Recently, however, Reuter’s Raphael Satter reported that a leaker from a well-known forum for low-level hackers published a post that contains data from the same database for free. Alon Gal, CTO of Israeli cybercrime intelligence firm Hudson Rock, first discovered the leak on 3 April 2021 when another user in the same hacking forum advertised the same automated bot Motherboard reported on the forum.

The hacker who posted the information of millions of Facebook users for free gave a list that contains the compromised users’ personal information such as phone numbers, Facebook IDs, full names, location birthdates, and even email addresses in some cases according to a separate report by Aaron Holmes. Alon Gal had independently verified the leaker’s information by comparing the list against phone numbers of people he knew according to Satter.


There were also cases in the past when passwords were also exposed in data breaches. HaveIbeenPwned.com also provides a password search that will inform people if their passwords have also been compromised by hackers.


An ounce of prevention, or in this case, protection, is better than a pound of cure regardless if your personal information was compromised. Holmes advised people to change their email’s password and set up multi-factor authentication to secure their account if their email address was exposed. If your password was exposed, you’ll have to change your account’s password along with the accounts that use the same password.

multifactor authentication matejmo getty images

Having multi-factor authentication enabled in your account will greatly help you secure it against cybercriminals Credit: Getty Images

If more sensitive information was illegally acquired and exposed, such as your social security number or drivers’ license number, you’ll have to file a report to the appropriate government agency.

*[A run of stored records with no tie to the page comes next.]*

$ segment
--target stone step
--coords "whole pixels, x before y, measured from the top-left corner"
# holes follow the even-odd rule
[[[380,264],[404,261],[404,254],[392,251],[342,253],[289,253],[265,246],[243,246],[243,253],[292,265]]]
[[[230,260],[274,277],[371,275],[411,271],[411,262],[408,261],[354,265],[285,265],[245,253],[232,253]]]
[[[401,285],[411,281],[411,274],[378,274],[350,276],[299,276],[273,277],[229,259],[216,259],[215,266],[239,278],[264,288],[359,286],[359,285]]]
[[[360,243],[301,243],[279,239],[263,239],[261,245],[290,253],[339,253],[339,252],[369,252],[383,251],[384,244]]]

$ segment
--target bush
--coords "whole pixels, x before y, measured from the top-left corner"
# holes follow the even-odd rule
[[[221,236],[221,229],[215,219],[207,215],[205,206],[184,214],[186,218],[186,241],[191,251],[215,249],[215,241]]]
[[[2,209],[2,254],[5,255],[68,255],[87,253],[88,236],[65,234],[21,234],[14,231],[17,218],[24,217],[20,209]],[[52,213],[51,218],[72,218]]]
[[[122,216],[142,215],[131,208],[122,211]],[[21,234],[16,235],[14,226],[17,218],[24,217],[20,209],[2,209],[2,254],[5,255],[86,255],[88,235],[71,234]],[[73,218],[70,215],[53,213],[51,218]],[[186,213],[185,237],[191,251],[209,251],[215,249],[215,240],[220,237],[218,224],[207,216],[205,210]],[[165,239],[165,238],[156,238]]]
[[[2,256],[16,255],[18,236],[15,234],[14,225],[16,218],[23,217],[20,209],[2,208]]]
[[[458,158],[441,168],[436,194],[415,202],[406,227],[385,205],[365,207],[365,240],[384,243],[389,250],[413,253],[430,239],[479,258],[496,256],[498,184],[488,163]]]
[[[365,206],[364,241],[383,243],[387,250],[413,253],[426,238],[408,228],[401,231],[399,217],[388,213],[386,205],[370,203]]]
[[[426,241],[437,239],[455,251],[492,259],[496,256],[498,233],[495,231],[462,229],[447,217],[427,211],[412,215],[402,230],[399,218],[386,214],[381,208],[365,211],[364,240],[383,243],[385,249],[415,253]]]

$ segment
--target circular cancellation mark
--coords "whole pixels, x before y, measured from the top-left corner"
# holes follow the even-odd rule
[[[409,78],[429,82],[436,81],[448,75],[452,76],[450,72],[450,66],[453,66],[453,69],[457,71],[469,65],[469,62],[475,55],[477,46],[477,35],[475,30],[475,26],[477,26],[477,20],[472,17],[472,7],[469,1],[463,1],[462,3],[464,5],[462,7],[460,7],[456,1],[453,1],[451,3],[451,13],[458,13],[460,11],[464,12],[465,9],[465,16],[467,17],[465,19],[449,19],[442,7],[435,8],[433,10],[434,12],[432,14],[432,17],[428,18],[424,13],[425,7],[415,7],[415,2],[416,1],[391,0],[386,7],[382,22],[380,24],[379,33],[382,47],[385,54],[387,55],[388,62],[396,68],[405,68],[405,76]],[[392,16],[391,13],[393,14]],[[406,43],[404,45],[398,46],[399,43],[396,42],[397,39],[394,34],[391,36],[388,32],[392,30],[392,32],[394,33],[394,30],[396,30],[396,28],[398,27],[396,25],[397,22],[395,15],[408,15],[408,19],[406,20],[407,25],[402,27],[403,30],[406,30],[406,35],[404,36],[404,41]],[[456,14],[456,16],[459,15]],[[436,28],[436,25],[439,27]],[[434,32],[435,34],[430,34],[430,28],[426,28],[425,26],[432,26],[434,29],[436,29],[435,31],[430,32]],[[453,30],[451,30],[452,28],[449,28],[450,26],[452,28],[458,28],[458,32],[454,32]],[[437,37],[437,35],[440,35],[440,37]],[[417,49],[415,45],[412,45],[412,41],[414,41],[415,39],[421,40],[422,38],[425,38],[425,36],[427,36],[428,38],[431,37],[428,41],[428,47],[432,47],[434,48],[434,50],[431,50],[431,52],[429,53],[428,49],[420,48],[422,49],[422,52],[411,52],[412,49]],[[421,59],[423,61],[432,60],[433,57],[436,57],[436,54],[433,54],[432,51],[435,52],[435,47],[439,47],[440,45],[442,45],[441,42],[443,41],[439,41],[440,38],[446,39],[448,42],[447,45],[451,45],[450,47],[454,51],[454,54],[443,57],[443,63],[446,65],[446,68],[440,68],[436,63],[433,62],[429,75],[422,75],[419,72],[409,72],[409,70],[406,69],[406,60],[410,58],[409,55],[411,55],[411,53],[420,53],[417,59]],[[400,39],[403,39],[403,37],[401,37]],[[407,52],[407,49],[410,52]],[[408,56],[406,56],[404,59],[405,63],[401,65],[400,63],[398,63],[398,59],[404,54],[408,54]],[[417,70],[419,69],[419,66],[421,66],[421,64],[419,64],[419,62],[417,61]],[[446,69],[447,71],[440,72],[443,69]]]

Yeo Siang Tiong, General Manager for Southeast Asia at Kaspersky advised people to immediately contact their internet service provider (ISP) as soon as they discover unauthorised access to their accounts. Doing so will not let them be held accountable for anything that happens as a consequence of the unauthorised access. Additionally, in Facebook’s case where old personal data has resurfaced online, Yeo Siang Tiong recommended that one should “hedge against the long-term consequences of identity theft” by monitoring their financial activity due to it being “a perennial area of interest” for many cybercriminals.